USD/JPY – Downtrend Confirmed ?
Today saw the release of the Non Farm Payrolls, while the announcement came out better than the forecast (205k compared to 193k ) the majority of the USD crosses saw large up swings. EUR/USD rose 148 pips, AUD/USD – 70 pips, GBP/USD – 200 pips. In comparison, USD/JPY suffered a huge drop, it fell more than 220 pips in 4 hours !
The volatility the NFP creates is the main reason why I tend to stay out the market the day it gets released.
On the day of the release, the majority of the traders in the market are all waiting for the release to come out before placing their trades, this means the opportunities for you to place your own trades is limited. Typically, when the market does provide a trading signal it ends up being too close to when the release comes out and the odds of having a successful trade decrease.
I would say the situation on USD/JPY right now is pretty dire. The down-move today confirms the whole up-move we saw after the Bank of Japan started a negative interest rate policy was simply a trap for traders to go long. Now we have a situation where all the traders who went long are beginning to go short in the market.
The pullback we are currently seeing is caused by the professional traders taking profits against the reactive traders and the trend traders who are placing sell trades due to them identifying today’s down-move as confirmation of a new trend. Whilst it’s very likely USD/JPY is now going to develop into a downtrend, most traders will take today’s down-move as a sign to get short immediately.

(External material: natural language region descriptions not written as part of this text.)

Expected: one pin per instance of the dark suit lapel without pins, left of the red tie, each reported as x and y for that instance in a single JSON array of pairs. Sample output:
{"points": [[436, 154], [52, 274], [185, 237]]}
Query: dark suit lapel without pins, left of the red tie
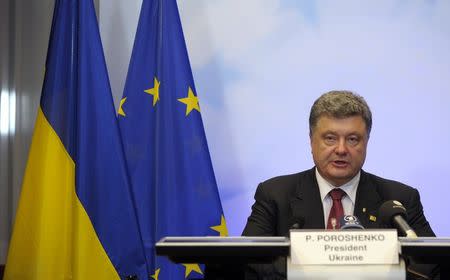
{"points": [[307, 203]]}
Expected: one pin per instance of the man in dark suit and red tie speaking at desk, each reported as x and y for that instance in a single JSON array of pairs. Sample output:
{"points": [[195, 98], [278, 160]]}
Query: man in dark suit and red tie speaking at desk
{"points": [[340, 123]]}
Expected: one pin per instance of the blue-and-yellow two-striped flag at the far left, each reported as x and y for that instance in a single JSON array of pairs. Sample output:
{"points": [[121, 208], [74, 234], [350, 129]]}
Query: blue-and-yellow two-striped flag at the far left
{"points": [[76, 216]]}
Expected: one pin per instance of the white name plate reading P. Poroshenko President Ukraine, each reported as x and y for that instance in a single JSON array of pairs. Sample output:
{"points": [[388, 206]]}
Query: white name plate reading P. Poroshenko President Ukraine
{"points": [[312, 247]]}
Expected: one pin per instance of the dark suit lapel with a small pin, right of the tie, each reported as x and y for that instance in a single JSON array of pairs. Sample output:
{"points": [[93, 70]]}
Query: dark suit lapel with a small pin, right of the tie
{"points": [[367, 202]]}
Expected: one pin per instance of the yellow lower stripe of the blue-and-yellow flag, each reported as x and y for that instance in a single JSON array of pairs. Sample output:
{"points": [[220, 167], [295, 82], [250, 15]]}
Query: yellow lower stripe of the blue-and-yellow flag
{"points": [[53, 237]]}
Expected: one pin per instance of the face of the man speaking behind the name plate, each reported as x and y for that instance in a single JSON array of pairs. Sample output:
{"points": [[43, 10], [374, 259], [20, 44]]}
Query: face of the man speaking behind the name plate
{"points": [[339, 147]]}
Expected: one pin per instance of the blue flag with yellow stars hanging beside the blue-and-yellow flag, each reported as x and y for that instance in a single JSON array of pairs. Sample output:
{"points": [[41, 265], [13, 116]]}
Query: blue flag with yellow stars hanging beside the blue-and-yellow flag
{"points": [[165, 145]]}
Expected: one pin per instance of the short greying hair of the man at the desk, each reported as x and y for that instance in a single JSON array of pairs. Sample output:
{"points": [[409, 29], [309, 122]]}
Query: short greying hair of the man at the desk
{"points": [[340, 104]]}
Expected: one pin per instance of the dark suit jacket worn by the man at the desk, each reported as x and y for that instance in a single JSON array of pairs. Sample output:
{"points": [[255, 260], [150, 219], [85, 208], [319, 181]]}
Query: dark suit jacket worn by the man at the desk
{"points": [[282, 201]]}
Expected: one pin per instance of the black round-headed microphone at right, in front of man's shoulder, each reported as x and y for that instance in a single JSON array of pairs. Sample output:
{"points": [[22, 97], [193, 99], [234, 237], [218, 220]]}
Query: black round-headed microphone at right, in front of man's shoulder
{"points": [[393, 213]]}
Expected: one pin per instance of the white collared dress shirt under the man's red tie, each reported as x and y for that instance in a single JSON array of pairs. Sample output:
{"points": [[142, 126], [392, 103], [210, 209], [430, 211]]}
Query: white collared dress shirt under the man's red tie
{"points": [[348, 201]]}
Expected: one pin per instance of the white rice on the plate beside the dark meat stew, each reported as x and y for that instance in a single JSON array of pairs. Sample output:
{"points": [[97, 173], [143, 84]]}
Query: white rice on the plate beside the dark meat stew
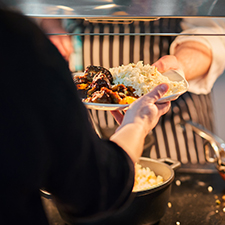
{"points": [[143, 78]]}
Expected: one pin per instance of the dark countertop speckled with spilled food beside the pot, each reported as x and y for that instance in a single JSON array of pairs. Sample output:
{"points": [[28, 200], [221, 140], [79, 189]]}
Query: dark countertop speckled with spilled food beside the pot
{"points": [[196, 198]]}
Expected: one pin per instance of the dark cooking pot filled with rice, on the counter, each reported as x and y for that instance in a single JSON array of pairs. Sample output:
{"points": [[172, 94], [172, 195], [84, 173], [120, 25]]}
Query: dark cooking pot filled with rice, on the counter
{"points": [[150, 196]]}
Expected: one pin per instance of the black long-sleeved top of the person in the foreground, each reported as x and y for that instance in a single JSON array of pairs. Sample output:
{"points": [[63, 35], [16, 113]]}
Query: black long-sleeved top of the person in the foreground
{"points": [[46, 138]]}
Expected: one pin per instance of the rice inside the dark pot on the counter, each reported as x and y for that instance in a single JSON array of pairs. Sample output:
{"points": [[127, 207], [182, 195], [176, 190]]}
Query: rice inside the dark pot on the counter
{"points": [[145, 178]]}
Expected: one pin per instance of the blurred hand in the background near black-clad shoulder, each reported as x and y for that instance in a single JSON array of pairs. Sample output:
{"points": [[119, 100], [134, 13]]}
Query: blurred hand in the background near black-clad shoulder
{"points": [[62, 42]]}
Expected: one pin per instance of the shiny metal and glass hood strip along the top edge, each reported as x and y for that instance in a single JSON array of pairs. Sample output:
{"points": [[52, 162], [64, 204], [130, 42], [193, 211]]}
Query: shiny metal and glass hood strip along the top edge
{"points": [[118, 9]]}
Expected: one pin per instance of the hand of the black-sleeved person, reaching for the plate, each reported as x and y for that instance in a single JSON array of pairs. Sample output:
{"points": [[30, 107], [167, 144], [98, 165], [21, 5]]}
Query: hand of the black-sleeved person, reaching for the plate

They feel like they need to get into the market right now as opposed to waiting for a pullback or consolidation to take place before placing their trades.
Tomorrow you need to be watching the current pullback for signs of a continuation back down, wait for a reversal to occur before taking any signals you see.
EUR/USD – Moving Back To The Consolidation Highs ?
The NFP also caused a dramatic up-move on EUR/USD.
I spoke yesterday about how If the market was going to drop, it would do so above the source of the down-move which I marked on the chart with a blue line.
The 15 minute chart shows what happened in more detail.
To begin with the market ran above the source of the drop and produced a bearish pin par which can be seen on the 1 hour chart. We then see the market fall below the line marking the source of the drop. However the drop was short-lived, buyers came in and bid the price back up before yesterday’s low could be broken. From here the market advanced back above the line all the way to the high of the bearish pin bar.
Another drop then commenced, while this drop was stronger than the first due to it consisting of large range candles it was still not enough to push the market below yesterdays low.
From now on I think EUR/USD has the potential to move back to the highs of the consolidation the market has been in since the main downtrend ended last year.
The resistance level found at 1.11200 is a likely place for the market to stall and the resulting price action will hopefully give us some levels for us to trade-off.
At the moment we haven’t really got enough market structure in place for us to find trade entries, the demand zone found at 1.10675 – 1.10462 on the 15 minute chart is the fist place I think the current pullback will encounter trouble passing, a sharp up-move from this demand may provide us with another demand zone we can use as a potential trade entry on Friday.
AUD/USD – Reversal ?
AUD/USD fell a little lower after last nights post. There was a quick spike into a small supply zone although personally I don’t tend to place much importance on zones like this, I’ve found zones which are formed during a trend reversal have a much higher probability of working out successfully.
On top of this we did get a reaction from the weak supply zone I referenced in yesterday’s post.
Looking at the 15 minute chart we can see a bearish engulfing candle developed when the market entered the zone, the engulfing candle was significant enough to cause a small down-move which lasted around 45 minutes until a bullish engulfing candle appeared which set the market back on a run higher.
As far as tomorrows concerned I would expect the market to retrace a little bit before continuing its climb higher, watch for price action signals around the 0.71338 area. This is the resistance level which has been turned into a support level by the move higher today and it’s also the first level the market will have to breach in order to move lower.